99% impossible: a valid, or falsifiable, internal meta-analysis

Vosgerau, Joachim; Simonsohn, Uri; Nelson, Leif D.; Simmons, Joseph P.

Several researchers have relied on, or advocated for, internal meta-analysis, which involves statistically aggregating multiple studies in a paper to assess their overall evidential value. Advocates of internal meta-analysis argue that it provides an efficient approach to increasing statistical power and solving the file-drawer problem. Here we show that the validity of internal meta-analysis rests on the assumption that no studies or analyses were selectively reported. That is, the technique is only valid if (a) all conducted studies were included (i.e., an empty file drawer), and (b) for each included study, exactly one analysis was attempted (i.e., there was no p-hacking).
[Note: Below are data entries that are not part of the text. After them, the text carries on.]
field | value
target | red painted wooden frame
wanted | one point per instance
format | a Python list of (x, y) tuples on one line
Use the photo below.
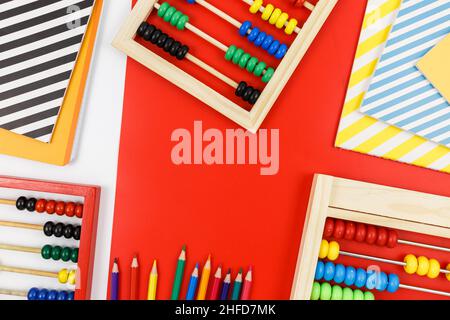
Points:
[(91, 195)]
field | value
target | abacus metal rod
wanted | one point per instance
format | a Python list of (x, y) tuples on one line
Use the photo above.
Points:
[(398, 263)]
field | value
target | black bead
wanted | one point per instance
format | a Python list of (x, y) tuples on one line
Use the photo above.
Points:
[(48, 228), (58, 230), (77, 233), (31, 204), (182, 52), (68, 231), (21, 203)]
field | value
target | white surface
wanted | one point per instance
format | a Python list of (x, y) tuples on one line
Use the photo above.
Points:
[(95, 152)]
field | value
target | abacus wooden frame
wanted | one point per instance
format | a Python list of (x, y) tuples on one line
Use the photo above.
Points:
[(365, 203), (251, 120), (91, 195)]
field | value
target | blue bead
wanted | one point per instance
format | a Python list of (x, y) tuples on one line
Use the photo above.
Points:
[(319, 271), (339, 273), (281, 51), (62, 295), (32, 294), (393, 284), (329, 271), (267, 42), (273, 47), (244, 28), (42, 295), (260, 39), (382, 281), (253, 34), (360, 280)]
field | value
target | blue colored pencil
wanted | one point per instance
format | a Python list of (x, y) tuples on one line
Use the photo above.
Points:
[(192, 288)]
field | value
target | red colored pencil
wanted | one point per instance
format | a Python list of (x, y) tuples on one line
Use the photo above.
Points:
[(247, 285), (215, 289)]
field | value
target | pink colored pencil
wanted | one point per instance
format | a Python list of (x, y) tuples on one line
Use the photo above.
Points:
[(247, 285), (215, 289)]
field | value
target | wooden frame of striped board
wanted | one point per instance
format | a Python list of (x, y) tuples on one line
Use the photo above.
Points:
[(365, 203), (251, 120)]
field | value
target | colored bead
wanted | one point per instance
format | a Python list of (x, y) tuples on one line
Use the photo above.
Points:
[(320, 268), (40, 205), (21, 203), (393, 283), (50, 207), (411, 264)]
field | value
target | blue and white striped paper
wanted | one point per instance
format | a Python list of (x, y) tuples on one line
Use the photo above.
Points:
[(399, 93)]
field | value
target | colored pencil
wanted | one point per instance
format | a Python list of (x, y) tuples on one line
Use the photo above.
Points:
[(179, 275), (237, 286), (134, 286), (192, 287), (215, 289), (153, 282), (226, 286), (203, 287), (115, 281), (247, 285)]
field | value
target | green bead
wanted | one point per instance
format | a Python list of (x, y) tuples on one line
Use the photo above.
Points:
[(182, 22), (163, 8), (268, 75), (347, 294), (56, 253), (336, 293), (65, 254), (259, 69), (325, 291), (251, 64), (230, 53), (315, 294), (74, 255), (46, 252), (244, 59)]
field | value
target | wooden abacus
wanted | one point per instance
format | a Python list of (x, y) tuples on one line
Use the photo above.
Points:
[(80, 253), (369, 214), (276, 80)]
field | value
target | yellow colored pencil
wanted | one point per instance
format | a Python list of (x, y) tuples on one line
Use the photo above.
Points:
[(153, 282), (201, 295)]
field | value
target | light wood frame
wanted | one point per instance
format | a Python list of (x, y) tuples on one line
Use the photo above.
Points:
[(251, 120), (365, 203)]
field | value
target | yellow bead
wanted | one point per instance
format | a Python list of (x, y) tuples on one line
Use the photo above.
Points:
[(254, 8), (333, 251), (267, 12), (290, 28), (275, 16), (63, 276), (411, 264), (424, 265), (324, 246), (435, 269), (282, 20)]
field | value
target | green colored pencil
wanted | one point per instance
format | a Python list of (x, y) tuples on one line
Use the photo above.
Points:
[(179, 274), (237, 286)]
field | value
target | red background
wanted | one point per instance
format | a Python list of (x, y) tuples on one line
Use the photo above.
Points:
[(233, 212)]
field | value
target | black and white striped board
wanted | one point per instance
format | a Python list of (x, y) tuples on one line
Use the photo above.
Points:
[(39, 44)]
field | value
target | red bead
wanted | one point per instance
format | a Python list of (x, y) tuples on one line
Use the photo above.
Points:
[(339, 229), (79, 210), (40, 205), (70, 209), (50, 207), (382, 237), (350, 230), (371, 234), (392, 239), (360, 234), (60, 208)]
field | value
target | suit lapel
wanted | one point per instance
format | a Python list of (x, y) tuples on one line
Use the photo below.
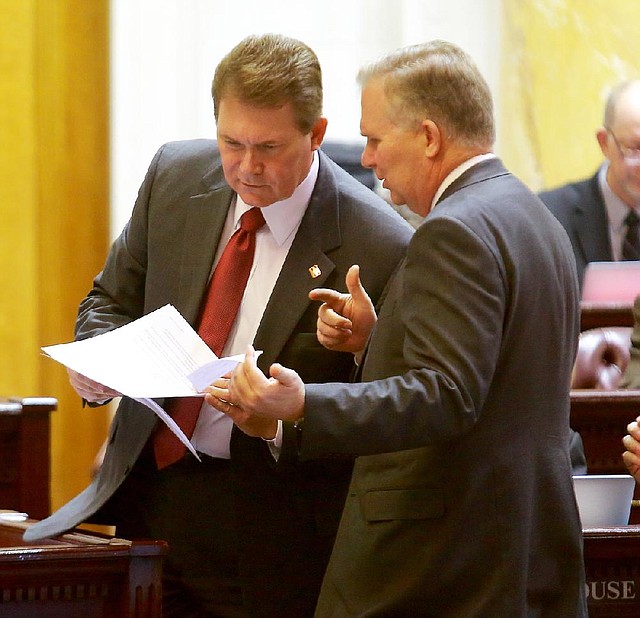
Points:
[(592, 225), (318, 233), (206, 213)]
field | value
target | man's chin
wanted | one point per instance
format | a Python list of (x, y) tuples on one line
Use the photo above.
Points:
[(255, 198)]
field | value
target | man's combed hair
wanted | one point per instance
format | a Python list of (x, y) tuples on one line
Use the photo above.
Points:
[(439, 81), (272, 70), (613, 99)]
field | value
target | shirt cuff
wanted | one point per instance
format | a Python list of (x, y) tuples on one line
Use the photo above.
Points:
[(275, 444)]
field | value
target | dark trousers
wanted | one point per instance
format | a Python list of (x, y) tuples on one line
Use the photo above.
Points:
[(190, 505)]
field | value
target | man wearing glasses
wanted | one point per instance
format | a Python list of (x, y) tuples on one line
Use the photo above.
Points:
[(601, 213)]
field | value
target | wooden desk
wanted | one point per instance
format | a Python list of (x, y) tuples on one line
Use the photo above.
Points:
[(601, 418), (78, 575), (24, 454), (595, 315), (612, 565)]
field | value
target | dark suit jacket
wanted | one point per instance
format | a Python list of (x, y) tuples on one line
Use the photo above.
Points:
[(461, 502), (579, 206), (165, 254)]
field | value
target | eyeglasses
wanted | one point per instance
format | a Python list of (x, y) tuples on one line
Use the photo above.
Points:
[(631, 156)]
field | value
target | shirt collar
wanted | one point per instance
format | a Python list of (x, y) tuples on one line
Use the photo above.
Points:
[(283, 217), (455, 173), (617, 209)]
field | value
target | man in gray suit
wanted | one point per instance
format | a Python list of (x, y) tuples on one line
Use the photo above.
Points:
[(461, 501), (594, 211), (319, 220)]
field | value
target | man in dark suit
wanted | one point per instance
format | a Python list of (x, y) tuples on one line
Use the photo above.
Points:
[(461, 501), (594, 211), (319, 220)]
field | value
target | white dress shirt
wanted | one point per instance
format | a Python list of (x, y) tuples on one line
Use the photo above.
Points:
[(617, 210), (273, 241)]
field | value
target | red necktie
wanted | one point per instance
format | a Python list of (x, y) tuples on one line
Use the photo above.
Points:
[(218, 314)]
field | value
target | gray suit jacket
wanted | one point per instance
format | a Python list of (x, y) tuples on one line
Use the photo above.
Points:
[(461, 502), (165, 254), (580, 207)]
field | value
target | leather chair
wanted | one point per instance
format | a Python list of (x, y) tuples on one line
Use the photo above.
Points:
[(603, 355)]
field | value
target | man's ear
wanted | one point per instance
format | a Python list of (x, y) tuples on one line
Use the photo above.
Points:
[(317, 133), (432, 138), (603, 140)]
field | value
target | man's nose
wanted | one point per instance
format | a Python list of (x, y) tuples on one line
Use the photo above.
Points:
[(367, 157), (250, 163)]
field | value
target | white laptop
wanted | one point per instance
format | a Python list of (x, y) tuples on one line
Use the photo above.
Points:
[(614, 282)]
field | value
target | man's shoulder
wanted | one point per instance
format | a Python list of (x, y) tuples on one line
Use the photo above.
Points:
[(191, 149), (570, 194)]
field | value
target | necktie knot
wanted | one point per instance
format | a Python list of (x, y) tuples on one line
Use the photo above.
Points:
[(252, 220), (631, 241)]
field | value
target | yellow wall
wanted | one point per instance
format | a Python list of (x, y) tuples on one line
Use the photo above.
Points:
[(53, 206), (560, 59)]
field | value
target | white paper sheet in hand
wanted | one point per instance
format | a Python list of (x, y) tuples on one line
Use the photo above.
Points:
[(157, 356), (150, 357)]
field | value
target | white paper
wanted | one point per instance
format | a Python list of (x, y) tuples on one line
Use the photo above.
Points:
[(151, 357), (157, 356)]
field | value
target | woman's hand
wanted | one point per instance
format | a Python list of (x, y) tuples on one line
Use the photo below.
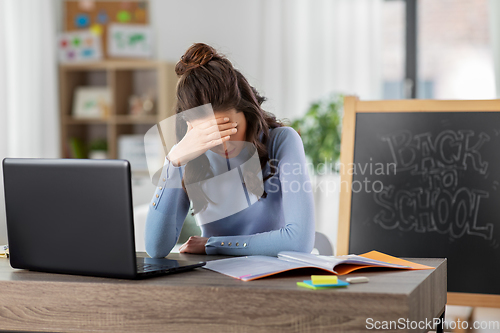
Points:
[(195, 244), (200, 138)]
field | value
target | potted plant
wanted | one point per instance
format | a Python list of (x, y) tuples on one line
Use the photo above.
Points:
[(320, 129)]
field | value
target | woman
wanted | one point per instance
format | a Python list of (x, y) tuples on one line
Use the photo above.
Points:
[(282, 219)]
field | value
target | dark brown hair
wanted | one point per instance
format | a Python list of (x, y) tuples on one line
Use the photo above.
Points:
[(205, 76)]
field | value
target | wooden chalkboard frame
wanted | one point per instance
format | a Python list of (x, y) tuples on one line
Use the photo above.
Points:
[(352, 106)]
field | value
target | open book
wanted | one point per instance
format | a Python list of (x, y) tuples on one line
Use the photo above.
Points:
[(254, 267)]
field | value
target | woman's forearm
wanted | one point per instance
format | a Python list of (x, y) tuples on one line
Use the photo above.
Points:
[(167, 211)]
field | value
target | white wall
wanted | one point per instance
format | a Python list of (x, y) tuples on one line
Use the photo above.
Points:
[(232, 27)]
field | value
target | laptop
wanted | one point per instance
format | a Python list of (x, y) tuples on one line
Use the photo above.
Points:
[(75, 216)]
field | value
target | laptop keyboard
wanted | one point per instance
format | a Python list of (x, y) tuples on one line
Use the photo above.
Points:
[(143, 268)]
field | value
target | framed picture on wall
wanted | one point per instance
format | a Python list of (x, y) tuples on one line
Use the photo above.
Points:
[(91, 102)]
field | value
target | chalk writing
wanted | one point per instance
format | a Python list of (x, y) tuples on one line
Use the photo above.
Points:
[(438, 203)]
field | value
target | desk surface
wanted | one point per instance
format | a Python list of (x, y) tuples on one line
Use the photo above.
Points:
[(204, 300)]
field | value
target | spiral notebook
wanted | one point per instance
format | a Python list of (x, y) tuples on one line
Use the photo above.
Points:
[(255, 267)]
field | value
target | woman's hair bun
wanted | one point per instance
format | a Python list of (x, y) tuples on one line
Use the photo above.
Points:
[(197, 55)]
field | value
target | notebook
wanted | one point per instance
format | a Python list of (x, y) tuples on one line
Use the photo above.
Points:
[(255, 267)]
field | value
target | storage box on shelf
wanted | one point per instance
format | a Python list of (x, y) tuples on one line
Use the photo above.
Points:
[(124, 79)]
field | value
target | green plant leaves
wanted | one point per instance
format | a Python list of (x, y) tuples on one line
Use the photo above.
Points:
[(320, 129)]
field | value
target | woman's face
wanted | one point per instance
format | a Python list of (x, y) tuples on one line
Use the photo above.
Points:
[(234, 145)]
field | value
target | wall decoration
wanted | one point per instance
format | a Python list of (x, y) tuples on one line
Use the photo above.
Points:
[(126, 40), (82, 21), (123, 16), (82, 14), (91, 102), (96, 29), (79, 47), (86, 5)]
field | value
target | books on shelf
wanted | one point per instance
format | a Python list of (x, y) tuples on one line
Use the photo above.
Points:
[(255, 267)]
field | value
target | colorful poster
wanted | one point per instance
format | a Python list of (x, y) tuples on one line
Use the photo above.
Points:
[(79, 46), (130, 41)]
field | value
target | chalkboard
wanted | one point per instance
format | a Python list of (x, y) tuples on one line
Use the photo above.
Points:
[(425, 182)]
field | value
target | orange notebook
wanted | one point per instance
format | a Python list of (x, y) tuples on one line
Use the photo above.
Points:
[(255, 267)]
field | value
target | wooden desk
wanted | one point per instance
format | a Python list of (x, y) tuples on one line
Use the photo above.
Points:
[(202, 300)]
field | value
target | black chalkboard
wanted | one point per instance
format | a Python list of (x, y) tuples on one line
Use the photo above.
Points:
[(427, 184)]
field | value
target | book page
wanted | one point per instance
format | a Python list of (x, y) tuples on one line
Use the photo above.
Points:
[(252, 267), (330, 262)]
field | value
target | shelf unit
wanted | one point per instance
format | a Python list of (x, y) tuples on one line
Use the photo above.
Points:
[(123, 78)]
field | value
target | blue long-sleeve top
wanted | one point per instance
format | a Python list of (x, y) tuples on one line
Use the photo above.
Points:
[(283, 221)]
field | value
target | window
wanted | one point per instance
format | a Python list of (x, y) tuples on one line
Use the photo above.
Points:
[(444, 45)]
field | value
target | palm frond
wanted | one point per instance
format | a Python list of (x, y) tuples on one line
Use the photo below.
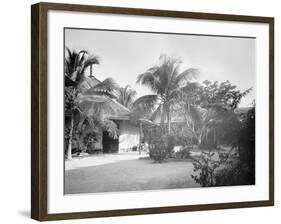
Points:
[(186, 76), (126, 96), (91, 60)]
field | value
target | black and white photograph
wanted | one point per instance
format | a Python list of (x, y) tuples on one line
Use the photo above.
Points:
[(150, 111)]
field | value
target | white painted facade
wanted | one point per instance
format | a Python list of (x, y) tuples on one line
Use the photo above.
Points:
[(128, 136)]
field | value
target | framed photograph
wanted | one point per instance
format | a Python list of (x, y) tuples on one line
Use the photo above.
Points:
[(141, 111)]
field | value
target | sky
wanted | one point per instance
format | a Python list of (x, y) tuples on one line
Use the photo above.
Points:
[(125, 55)]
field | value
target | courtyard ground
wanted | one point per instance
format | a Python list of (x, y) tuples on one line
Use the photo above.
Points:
[(125, 172)]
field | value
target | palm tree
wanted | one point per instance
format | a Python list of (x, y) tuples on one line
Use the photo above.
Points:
[(166, 82), (126, 96), (84, 105)]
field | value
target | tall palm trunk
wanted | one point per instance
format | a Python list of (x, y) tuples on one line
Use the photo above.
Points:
[(169, 121), (69, 149), (162, 119)]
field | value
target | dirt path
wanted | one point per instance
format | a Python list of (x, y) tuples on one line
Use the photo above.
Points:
[(127, 173)]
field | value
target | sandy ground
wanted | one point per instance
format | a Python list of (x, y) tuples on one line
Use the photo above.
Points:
[(125, 172)]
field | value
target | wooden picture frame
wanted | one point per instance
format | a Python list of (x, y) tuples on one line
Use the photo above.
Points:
[(39, 109)]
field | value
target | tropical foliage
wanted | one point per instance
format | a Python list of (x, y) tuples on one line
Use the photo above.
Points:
[(84, 107), (126, 96), (166, 81)]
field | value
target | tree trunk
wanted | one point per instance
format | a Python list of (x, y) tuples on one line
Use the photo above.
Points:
[(200, 138), (162, 119), (69, 149), (140, 139), (169, 121)]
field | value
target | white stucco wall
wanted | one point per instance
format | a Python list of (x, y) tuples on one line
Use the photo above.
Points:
[(128, 136)]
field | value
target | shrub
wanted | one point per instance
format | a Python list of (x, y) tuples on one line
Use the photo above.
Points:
[(206, 166), (184, 153), (158, 150)]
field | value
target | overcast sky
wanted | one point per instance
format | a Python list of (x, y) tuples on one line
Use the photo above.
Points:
[(125, 55)]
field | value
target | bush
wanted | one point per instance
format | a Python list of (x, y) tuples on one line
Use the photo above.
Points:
[(158, 150), (184, 153)]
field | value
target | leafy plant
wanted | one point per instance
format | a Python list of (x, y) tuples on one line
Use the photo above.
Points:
[(166, 82), (183, 153), (206, 165)]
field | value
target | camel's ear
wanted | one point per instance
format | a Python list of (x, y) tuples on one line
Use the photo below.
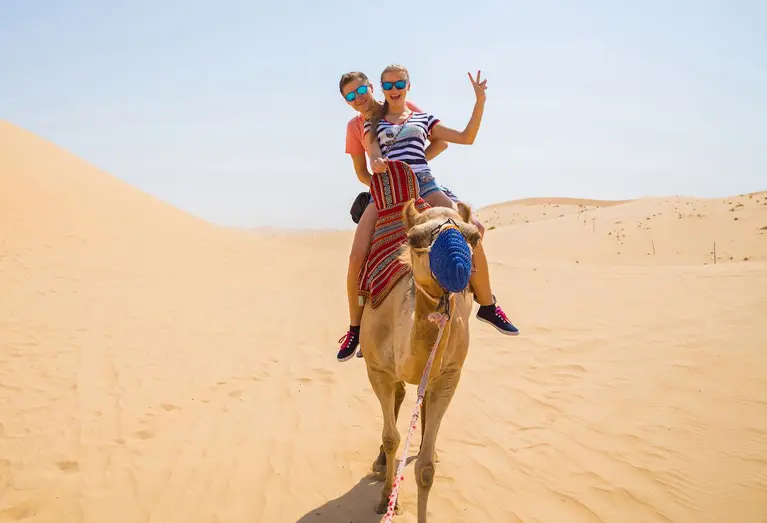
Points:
[(409, 215), (465, 212)]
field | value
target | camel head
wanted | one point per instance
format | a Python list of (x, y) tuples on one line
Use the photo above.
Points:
[(439, 247)]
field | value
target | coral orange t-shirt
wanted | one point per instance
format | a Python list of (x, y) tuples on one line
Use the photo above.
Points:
[(354, 130)]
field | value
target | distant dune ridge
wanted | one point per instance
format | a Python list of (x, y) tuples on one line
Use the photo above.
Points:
[(157, 367)]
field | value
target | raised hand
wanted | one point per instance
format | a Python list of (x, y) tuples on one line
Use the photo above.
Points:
[(480, 87)]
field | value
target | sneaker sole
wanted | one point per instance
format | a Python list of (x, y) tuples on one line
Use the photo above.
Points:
[(507, 333)]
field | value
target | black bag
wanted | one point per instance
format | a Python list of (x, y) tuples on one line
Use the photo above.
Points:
[(360, 204)]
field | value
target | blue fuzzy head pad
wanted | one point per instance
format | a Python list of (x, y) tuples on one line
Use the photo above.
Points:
[(450, 260)]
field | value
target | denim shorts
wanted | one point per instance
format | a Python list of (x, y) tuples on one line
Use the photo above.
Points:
[(427, 185)]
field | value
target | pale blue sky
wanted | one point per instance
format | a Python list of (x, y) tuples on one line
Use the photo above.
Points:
[(230, 109)]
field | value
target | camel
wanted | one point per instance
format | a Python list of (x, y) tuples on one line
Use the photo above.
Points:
[(398, 338)]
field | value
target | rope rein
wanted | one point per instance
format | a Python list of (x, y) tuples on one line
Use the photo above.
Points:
[(441, 319)]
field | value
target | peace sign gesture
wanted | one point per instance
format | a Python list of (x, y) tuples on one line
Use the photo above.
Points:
[(480, 88)]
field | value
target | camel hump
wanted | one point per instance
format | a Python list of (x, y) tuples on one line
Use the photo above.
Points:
[(395, 187), (391, 190)]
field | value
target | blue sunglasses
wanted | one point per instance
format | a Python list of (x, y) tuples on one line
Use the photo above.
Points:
[(399, 84), (361, 90)]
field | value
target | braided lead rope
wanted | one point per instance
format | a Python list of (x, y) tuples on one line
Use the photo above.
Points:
[(441, 320)]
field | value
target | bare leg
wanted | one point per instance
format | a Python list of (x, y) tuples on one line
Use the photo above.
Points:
[(379, 465), (480, 279), (363, 236), (438, 399)]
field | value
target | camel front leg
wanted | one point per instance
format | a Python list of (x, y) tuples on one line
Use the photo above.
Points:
[(437, 399), (423, 432), (385, 389), (379, 465)]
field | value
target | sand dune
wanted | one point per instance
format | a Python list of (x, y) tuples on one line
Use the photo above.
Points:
[(158, 368)]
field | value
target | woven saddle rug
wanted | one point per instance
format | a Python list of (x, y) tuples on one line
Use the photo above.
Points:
[(391, 191)]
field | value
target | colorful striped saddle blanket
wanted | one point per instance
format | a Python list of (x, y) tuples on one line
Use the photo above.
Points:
[(391, 190)]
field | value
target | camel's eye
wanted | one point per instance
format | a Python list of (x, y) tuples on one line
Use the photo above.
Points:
[(471, 234)]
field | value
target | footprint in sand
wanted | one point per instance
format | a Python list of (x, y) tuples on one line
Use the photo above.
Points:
[(68, 466)]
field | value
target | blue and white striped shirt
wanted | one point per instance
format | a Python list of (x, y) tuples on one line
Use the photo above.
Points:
[(410, 145)]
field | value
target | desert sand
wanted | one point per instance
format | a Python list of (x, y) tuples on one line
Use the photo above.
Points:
[(155, 367)]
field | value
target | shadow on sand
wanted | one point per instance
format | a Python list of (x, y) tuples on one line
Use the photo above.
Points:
[(356, 506)]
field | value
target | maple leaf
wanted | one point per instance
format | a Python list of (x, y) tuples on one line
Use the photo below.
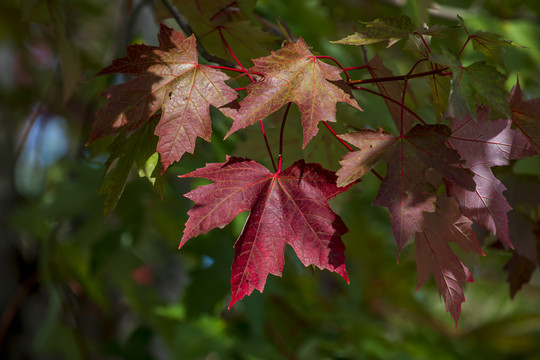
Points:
[(393, 90), (485, 143), (405, 191), (473, 85), (139, 149), (526, 116), (490, 44), (288, 207), (294, 74), (434, 255), (170, 78), (389, 28), (392, 29)]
We show that even very small doses of selective reporting invalidate internal meta-analysis. For example, the kind of minimal p-hacking that increases the false-positive rate of 1 study to just 8% increases the false-positive rate of a 10-study internal meta-analysis to 83%. If selective reporting is approximately zero, but not exactly zero, then internal meta-analysis is invalid. To be valid, (a) an internal meta-analysis would need to contain exclusively studies that were properly preregistered, (b) those preregistrations would have to be followed in all essential aspects, and (c) the decision of whether to include a given study in an internal meta-analysis would have to be made before any of those studies are run.